Kejagung Perpanjang Masa Penahanan 5 Tersangka Kasus BAKTI Kominfo

MerahPutih.com – Kejaksaan Agung (Kejagung) memperpanjang masa penahanan lima tersangka dugaan korupsi pengadaan infrastruktur Antena Transceiver (BTS) 4G dan infrastruktur pendukung BAKTI Kominfo paket 1, 2, 3, 4 dan 5 periode 2020-2022.

Kepala Pusat Penerangan Hukum (Kapuspenkum) Kejaksaan Agung Ketut Sumedana mengatakan, masa penahanan tersangka diperpanjang selama 30 hari ke depan.

Baca juga

Usai pemeriksaan Menkominfo, Kejaksaan Agung akan segera menangkap kasus korupsi dalam perekrutan BTS

“Perpanjangan masa penahanan kelima tersangka dilakukan untuk kepentingan pemeriksaan di tingkat penyidikan,” kata Ketut dalam keterangannya di Jakarta, Sabtu (25/3).

Menurut Ketut, penyidikan kasus tersebut belum selesai sehingga perlu dilakukan perpanjangan masa penahanan terhadap para tersangka.

“Pemeriksaan di tingkat penyidikan belum selesai, sehingga dipandang perlu untuk memperpanjang masa penahanan tersangka,” ujarnya.

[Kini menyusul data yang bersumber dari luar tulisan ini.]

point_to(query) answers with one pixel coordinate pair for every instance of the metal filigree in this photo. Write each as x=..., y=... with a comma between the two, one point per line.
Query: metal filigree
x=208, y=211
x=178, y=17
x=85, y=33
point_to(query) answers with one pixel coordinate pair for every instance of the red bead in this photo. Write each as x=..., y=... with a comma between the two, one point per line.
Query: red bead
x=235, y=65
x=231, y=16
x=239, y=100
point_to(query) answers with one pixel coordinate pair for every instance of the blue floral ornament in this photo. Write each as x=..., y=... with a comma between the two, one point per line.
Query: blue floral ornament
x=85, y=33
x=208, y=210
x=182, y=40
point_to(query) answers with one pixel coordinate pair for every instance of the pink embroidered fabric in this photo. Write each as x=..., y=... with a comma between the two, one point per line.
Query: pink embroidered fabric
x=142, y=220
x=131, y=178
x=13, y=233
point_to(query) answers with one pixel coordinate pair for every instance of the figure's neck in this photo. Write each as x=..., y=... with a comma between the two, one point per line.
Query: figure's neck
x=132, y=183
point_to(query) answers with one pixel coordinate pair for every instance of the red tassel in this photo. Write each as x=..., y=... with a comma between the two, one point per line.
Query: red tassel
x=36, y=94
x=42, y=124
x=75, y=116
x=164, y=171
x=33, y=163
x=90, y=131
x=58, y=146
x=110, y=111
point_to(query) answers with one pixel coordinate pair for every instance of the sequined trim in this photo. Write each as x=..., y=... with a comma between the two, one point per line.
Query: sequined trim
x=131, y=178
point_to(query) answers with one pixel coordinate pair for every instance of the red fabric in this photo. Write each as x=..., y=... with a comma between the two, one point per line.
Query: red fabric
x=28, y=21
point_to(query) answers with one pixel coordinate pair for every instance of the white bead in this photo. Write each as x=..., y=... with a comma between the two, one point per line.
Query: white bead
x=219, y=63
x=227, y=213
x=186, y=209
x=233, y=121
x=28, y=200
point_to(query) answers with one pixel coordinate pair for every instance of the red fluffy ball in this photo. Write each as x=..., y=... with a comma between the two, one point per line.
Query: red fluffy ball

Ia merinci lama penahanan tersangka Anang Achmad Latif (AAL), Yohan Suryanto (YS) dan Gauntung Menak (GMS) dari 5 Maret hingga 3 April 2023 di Rutan Salemba cabang Kejaksaan Agung.

Baca juga

Saudara Menkominfo mengembalikan Rp 534 juta ke Kementerian Umum terkait kasus BTS

Kemudian, tersangka Mukti Ali (MA) diperpanjang masa penahanannya dari 25 Maret menjadi 23 April di Rutan Salemba Kejaksaan Agung. Dan tersangka Irwan Hermawan diperpanjang dari 7 April hingga 6 Mei 2023 di Rutan Kelas 1 Jakarta Timur cabang Komisi Pemberantasan Korupsi (KPK).

Baca juga:  Belajar Dari Masa Lalu, AC Milan Disarankan Kembali ke 4-3-3

Hingga Jumat (24/3) ini, Kejaksaan Agung masih memeriksa saksi-saksi. Total ada enam saksi yang diperiksa kemarin.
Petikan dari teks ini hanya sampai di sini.